We have talked about the status of "200", so what will the search engine do when the 404 page returns "302"? Theoretically, for the "302" error, the search engine that the page exists, but temporarily changed the address, will still index the page, so that the same will appear similar to the "200" status code when the duplicate text problem; The mainstream search engine, which is represented by Google, is increasingly demanding 302 redirects, and this kind of improper use of the 302 redirect is a big risk.
Make sure that the custom 404 error page Returns a "404" Status Code
After the custom 404 error page is set up, be sure to check to see if it correctly returns the "404" Status Code. You can use the Server Header Check tool to enter a URL that does not exist for a Web page, and look at the return of the HTTP header to make sure that it returns "404 Not Found".
404 Error handling
(i) The basic principle of customizing 404 error pages
The first thing to be clear is that 404 errors should work at the server level rather than at the page level. For customizing 404 pages with dynamic pages such as PHP script type, you must ensure that the server has successfully sent a "404" Status Code before PHP execution, otherwise, once the ISAPI level is executed, the returned status code can only be "200" or another redirect status code such as "302".
Second, when customizing the 404 error pages of a Web site, you should use a relative path instead of an absolute path to the error page URL link that you set up, and the custom 404 page should be placed under the site root directory. Although invalid links may be multiple forms of URLs, when a 404 access error occurs, the Web server automatically moves it to the custom 404 error page, which is not related to the shape of the URL.
Two) Apache Set 404 Error page
The way to set the 404 error page for Apache server is simple: Just add the following in the. htaccess file.
ErrorDocument 404/notfound.php
Note:
1. Remember not to turn the 404 error to the homepage of the website, otherwise it may cause the homepage to disappear in the search engine
2. Remember not to use an absolute URL (for example:/nofound.php form), if the status code returned using an absolute URL is "302" + "200" (tested)

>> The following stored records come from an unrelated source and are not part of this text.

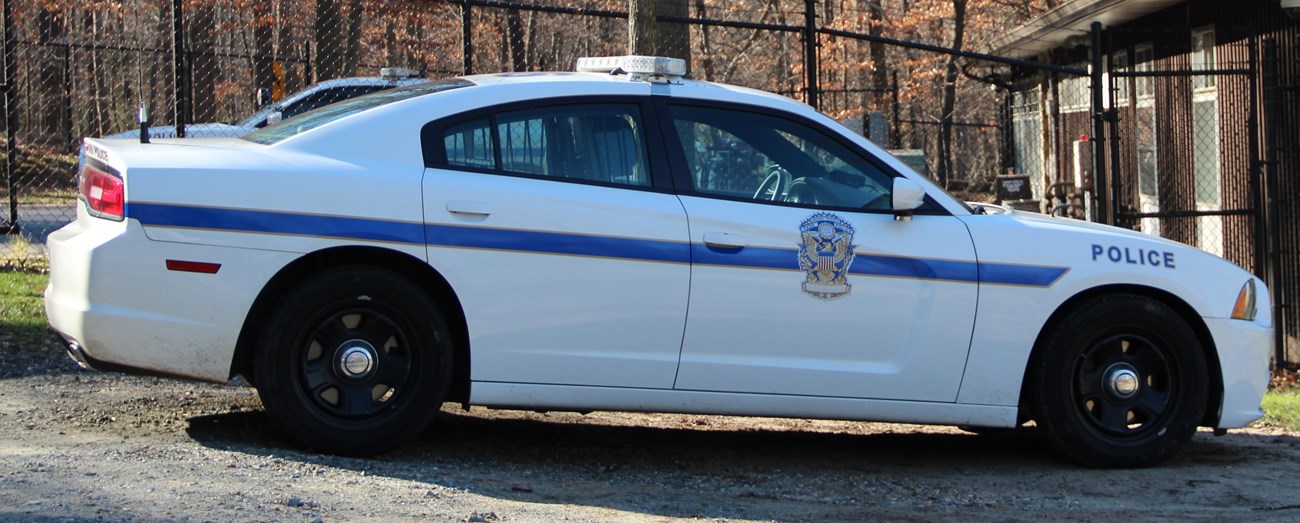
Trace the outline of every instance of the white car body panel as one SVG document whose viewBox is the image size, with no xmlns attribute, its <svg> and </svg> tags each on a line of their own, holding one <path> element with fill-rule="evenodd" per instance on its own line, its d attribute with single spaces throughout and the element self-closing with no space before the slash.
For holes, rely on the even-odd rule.
<svg viewBox="0 0 1300 523">
<path fill-rule="evenodd" d="M 87 157 L 122 173 L 127 215 L 92 217 L 83 202 L 77 221 L 51 235 L 51 324 L 97 361 L 226 381 L 250 307 L 277 273 L 312 253 L 366 246 L 427 263 L 457 293 L 472 404 L 1013 426 L 1048 318 L 1081 293 L 1123 285 L 1176 297 L 1212 336 L 1224 384 L 1216 426 L 1261 415 L 1271 303 L 1263 282 L 1220 258 L 1112 227 L 972 214 L 864 138 L 767 93 L 599 74 L 467 80 L 477 85 L 271 146 L 87 139 Z M 426 168 L 421 155 L 423 126 L 461 111 L 651 93 L 823 124 L 943 211 L 911 221 L 829 211 L 857 231 L 856 254 L 967 276 L 852 274 L 848 295 L 819 301 L 797 266 L 703 256 L 722 238 L 793 260 L 800 221 L 819 210 Z M 609 254 L 623 248 L 641 254 Z M 169 271 L 169 259 L 221 269 Z M 1260 313 L 1228 319 L 1248 281 Z"/>
<path fill-rule="evenodd" d="M 517 409 L 679 412 L 980 427 L 1010 427 L 1016 422 L 1015 407 L 527 383 L 476 383 L 474 403 Z"/>
<path fill-rule="evenodd" d="M 486 214 L 449 212 L 466 202 Z M 425 206 L 430 263 L 477 289 L 474 381 L 672 388 L 691 281 L 677 197 L 430 169 Z M 640 249 L 663 259 L 605 255 Z"/>
<path fill-rule="evenodd" d="M 262 282 L 297 255 L 155 242 L 137 221 L 102 222 L 79 206 L 77 221 L 50 235 L 50 254 L 60 260 L 51 264 L 46 289 L 51 324 L 94 347 L 97 360 L 229 379 L 239 324 Z M 211 275 L 168 271 L 166 260 L 216 262 L 221 269 Z"/>
<path fill-rule="evenodd" d="M 957 218 L 831 213 L 855 230 L 856 270 L 845 294 L 820 299 L 798 264 L 800 223 L 817 211 L 682 201 L 695 267 L 678 389 L 956 399 L 978 291 Z M 706 245 L 720 232 L 744 246 Z M 926 274 L 936 270 L 947 272 Z"/>
<path fill-rule="evenodd" d="M 1203 318 L 1227 318 L 1242 285 L 1253 278 L 1239 269 L 1224 271 L 1230 264 L 1211 254 L 1115 227 L 1014 211 L 963 220 L 970 227 L 981 261 L 1033 256 L 1036 263 L 1070 267 L 1070 271 L 1050 290 L 981 287 L 979 319 L 958 397 L 961 403 L 1018 403 L 1025 365 L 1041 326 L 1079 293 L 1110 285 L 1147 287 L 1177 296 Z M 1103 249 L 1095 260 L 1094 245 Z M 1119 251 L 1118 262 L 1112 261 L 1112 247 Z M 1165 266 L 1165 253 L 1171 254 L 1172 268 Z M 1145 259 L 1139 261 L 1139 257 Z M 1125 271 L 1116 272 L 1117 266 Z M 1212 274 L 1223 277 L 1206 276 Z M 1263 282 L 1256 283 L 1264 288 Z M 1264 306 L 1261 302 L 1260 307 Z M 1252 323 L 1267 328 L 1268 316 L 1261 313 Z M 1223 343 L 1217 338 L 1216 342 Z M 1262 354 L 1267 359 L 1269 346 L 1271 342 L 1254 345 L 1245 357 L 1254 361 Z"/>
</svg>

Three) Iis/asp.net Set 404 Error page
First, modify the settings for the application root directory, and open the "Web.config" file editor, adding the following:
Note: In the above example "error.asp" is the default 404 page of the system, "notfound.asp" is a custom 404 page, please modify the corresponding file name when using.

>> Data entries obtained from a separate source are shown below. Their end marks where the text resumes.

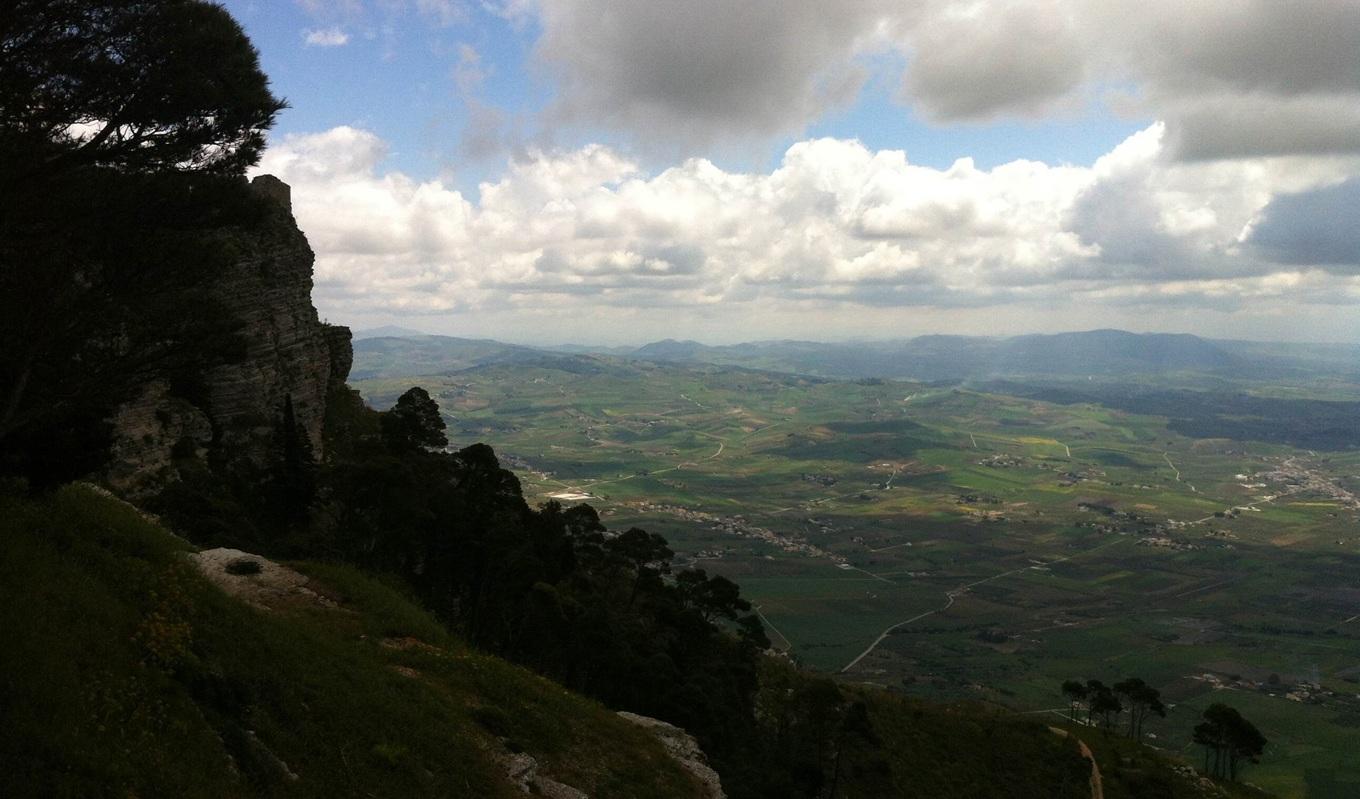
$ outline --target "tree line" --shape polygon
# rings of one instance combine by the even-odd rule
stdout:
[[[1118,728],[1119,717],[1127,712],[1125,734],[1136,741],[1142,741],[1149,717],[1166,718],[1167,714],[1161,692],[1138,677],[1114,685],[1100,680],[1065,680],[1062,694],[1068,702],[1068,720],[1073,723],[1098,724],[1111,732]],[[1215,702],[1202,718],[1195,725],[1193,740],[1204,747],[1204,773],[1236,781],[1243,764],[1261,762],[1267,740],[1235,708]]]
[[[1100,680],[1067,680],[1062,684],[1063,696],[1068,701],[1068,718],[1076,722],[1079,711],[1085,710],[1086,724],[1096,721],[1107,732],[1118,726],[1119,717],[1128,712],[1126,733],[1134,740],[1143,740],[1143,724],[1149,716],[1166,718],[1162,694],[1141,678],[1130,677],[1114,685]]]

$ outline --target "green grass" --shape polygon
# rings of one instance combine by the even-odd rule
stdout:
[[[299,564],[339,607],[261,611],[89,489],[0,520],[7,797],[510,797],[507,746],[591,796],[695,796],[644,732],[381,580]]]

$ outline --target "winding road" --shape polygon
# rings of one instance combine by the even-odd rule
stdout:
[[[1055,735],[1061,735],[1064,738],[1072,738],[1077,742],[1077,748],[1081,751],[1081,756],[1091,763],[1091,799],[1105,799],[1105,786],[1101,784],[1100,780],[1100,766],[1096,765],[1096,756],[1091,753],[1091,747],[1087,746],[1085,741],[1072,735],[1062,727],[1049,727],[1049,729],[1052,730]]]
[[[1189,482],[1187,482],[1187,481],[1181,479],[1181,470],[1180,470],[1180,469],[1177,469],[1177,468],[1176,468],[1176,464],[1174,464],[1174,463],[1171,462],[1171,453],[1169,453],[1169,452],[1163,452],[1163,453],[1162,453],[1162,457],[1166,459],[1166,465],[1171,467],[1171,471],[1173,471],[1173,472],[1176,473],[1176,482],[1178,482],[1178,483],[1185,483],[1186,487],[1188,487],[1191,491],[1193,491],[1193,492],[1195,492],[1196,494],[1198,494],[1198,493],[1199,493],[1199,489],[1198,489],[1198,488],[1195,488],[1195,486],[1194,486],[1192,483],[1189,483]]]
[[[962,596],[963,594],[968,593],[969,589],[971,589],[971,588],[974,588],[974,587],[976,587],[976,586],[982,585],[983,583],[990,583],[990,582],[993,581],[993,580],[1000,580],[1002,577],[1009,577],[1009,576],[1011,576],[1012,574],[1019,574],[1020,572],[1024,572],[1024,571],[1037,571],[1038,569],[1047,568],[1048,566],[1051,566],[1051,565],[1053,565],[1054,563],[1062,563],[1062,562],[1064,562],[1064,561],[1072,560],[1073,558],[1081,557],[1082,555],[1089,555],[1089,554],[1091,554],[1092,552],[1095,552],[1095,551],[1097,551],[1097,550],[1104,549],[1105,547],[1108,547],[1108,546],[1112,546],[1112,545],[1117,544],[1117,543],[1119,543],[1120,541],[1123,541],[1123,540],[1126,540],[1126,539],[1123,538],[1123,537],[1116,537],[1116,538],[1113,538],[1113,539],[1111,539],[1111,540],[1109,540],[1109,541],[1106,541],[1106,542],[1103,543],[1103,544],[1100,544],[1100,545],[1098,545],[1098,546],[1091,547],[1090,549],[1083,550],[1083,551],[1081,551],[1081,552],[1075,552],[1075,553],[1073,553],[1073,554],[1071,554],[1071,555],[1067,555],[1067,556],[1064,556],[1064,557],[1061,557],[1061,558],[1056,558],[1056,559],[1054,559],[1054,560],[1046,561],[1046,562],[1044,562],[1044,563],[1035,563],[1035,564],[1031,564],[1031,565],[1029,565],[1029,566],[1021,566],[1021,567],[1018,568],[1018,569],[1011,569],[1010,571],[1004,571],[1004,572],[1001,572],[1001,573],[999,573],[999,574],[993,574],[991,577],[984,577],[984,578],[982,578],[981,580],[974,580],[973,582],[967,583],[967,584],[965,584],[965,585],[961,585],[961,586],[959,586],[958,588],[955,588],[955,589],[952,590],[952,591],[947,591],[947,592],[945,593],[945,598],[946,598],[946,599],[945,599],[945,603],[944,603],[943,605],[941,605],[941,606],[938,607],[938,608],[935,608],[934,610],[927,610],[927,611],[924,612],[924,613],[918,613],[918,614],[916,614],[915,616],[912,616],[910,619],[906,619],[905,621],[899,621],[899,622],[897,622],[896,624],[893,624],[893,625],[889,626],[889,627],[888,627],[887,629],[885,629],[882,633],[879,633],[879,636],[878,636],[877,638],[874,639],[874,642],[873,642],[872,644],[869,644],[869,646],[866,647],[865,650],[864,650],[863,652],[860,652],[858,655],[856,655],[854,660],[852,660],[852,661],[850,661],[849,663],[845,664],[845,665],[841,668],[841,670],[840,670],[839,673],[840,673],[840,674],[845,674],[845,673],[849,672],[851,669],[853,669],[855,666],[859,665],[859,662],[860,662],[861,660],[863,660],[864,658],[868,657],[868,656],[869,656],[869,653],[871,653],[871,652],[873,652],[875,649],[877,649],[877,648],[878,648],[878,645],[881,644],[881,643],[883,643],[884,639],[886,639],[889,635],[892,635],[893,630],[899,629],[899,628],[901,628],[901,627],[905,627],[905,626],[907,626],[908,624],[911,624],[911,623],[913,623],[913,622],[920,621],[921,619],[924,619],[924,618],[926,618],[926,617],[928,617],[928,616],[934,616],[936,613],[943,613],[944,611],[949,610],[950,608],[952,608],[952,607],[954,606],[954,600],[957,599],[958,597]]]

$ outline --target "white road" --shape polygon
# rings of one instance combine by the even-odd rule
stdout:
[[[1072,560],[1073,558],[1080,557],[1080,556],[1082,556],[1082,555],[1089,555],[1089,554],[1091,554],[1092,552],[1095,552],[1095,551],[1097,551],[1097,550],[1101,550],[1101,549],[1104,549],[1105,547],[1112,546],[1112,545],[1114,545],[1114,544],[1118,544],[1120,541],[1123,541],[1123,540],[1126,540],[1126,539],[1125,539],[1124,537],[1122,537],[1122,536],[1121,536],[1121,537],[1117,537],[1117,538],[1113,538],[1113,539],[1111,539],[1111,540],[1109,540],[1109,541],[1106,541],[1106,542],[1103,543],[1103,544],[1100,544],[1099,546],[1091,547],[1090,549],[1085,550],[1085,551],[1083,551],[1083,552],[1077,552],[1077,553],[1074,553],[1074,554],[1071,554],[1071,555],[1067,555],[1067,556],[1065,556],[1065,557],[1056,558],[1056,559],[1054,559],[1054,560],[1045,561],[1045,562],[1043,562],[1043,563],[1036,563],[1036,564],[1033,564],[1033,565],[1030,565],[1030,566],[1021,566],[1021,567],[1018,568],[1018,569],[1011,569],[1010,571],[1004,571],[1004,572],[1001,572],[1000,574],[993,574],[991,577],[984,577],[984,578],[982,578],[981,580],[974,580],[974,581],[971,582],[971,583],[967,583],[967,584],[965,584],[965,585],[961,585],[961,586],[959,586],[958,588],[955,588],[955,589],[952,590],[952,591],[946,592],[946,593],[945,593],[946,601],[945,601],[945,603],[944,603],[943,605],[941,605],[941,606],[938,607],[938,608],[935,608],[934,610],[927,610],[927,611],[924,612],[924,613],[918,613],[918,614],[916,614],[915,616],[912,616],[910,619],[907,619],[907,620],[905,620],[905,621],[899,621],[899,622],[897,622],[896,624],[891,625],[891,626],[888,627],[886,630],[884,630],[882,633],[880,633],[879,636],[878,636],[877,638],[874,639],[874,642],[873,642],[872,644],[869,644],[869,646],[866,647],[865,650],[864,650],[863,652],[860,652],[858,655],[856,655],[854,660],[852,660],[852,661],[850,661],[849,663],[845,664],[845,666],[843,666],[843,667],[841,668],[840,673],[841,673],[841,674],[845,674],[846,672],[848,672],[848,671],[850,671],[851,669],[853,669],[856,665],[858,665],[859,662],[860,662],[861,660],[863,660],[864,658],[868,657],[869,653],[870,653],[870,652],[873,652],[875,649],[877,649],[877,648],[878,648],[878,645],[881,644],[881,643],[883,643],[884,639],[886,639],[889,635],[891,635],[893,630],[896,630],[896,629],[898,629],[899,627],[905,627],[905,626],[907,626],[908,624],[911,624],[912,622],[920,621],[921,619],[924,619],[924,618],[926,618],[926,617],[928,617],[928,616],[934,616],[936,613],[943,613],[944,611],[949,610],[950,608],[954,607],[954,600],[955,600],[956,598],[958,598],[959,596],[962,596],[963,594],[968,593],[968,590],[969,590],[970,588],[973,588],[973,587],[975,587],[975,586],[982,585],[983,583],[990,583],[990,582],[993,581],[993,580],[1000,580],[1002,577],[1009,577],[1009,576],[1011,576],[1012,574],[1019,574],[1020,572],[1023,572],[1023,571],[1044,569],[1044,568],[1047,568],[1047,567],[1053,565],[1054,563],[1062,563],[1062,562],[1064,562],[1064,561]]]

Then, in the Custom 404 page "Notfound.asp", add:
<%
Response.Status = "404 Not Found"
%>
This ensures that IIS can correctly return the "404" Status Code
(iv) Set up 404 static pages under Iis/asp.net
The way to set a static 404 error page is simpler, in IIS Manager, right-click the Web site you want to manage, open the custom error message page in properties, and set the appropriate error message page for 404. However, it is important to select "file" or "Default" in "Message type" instead of "URL", which will result in the return of the "200" status code.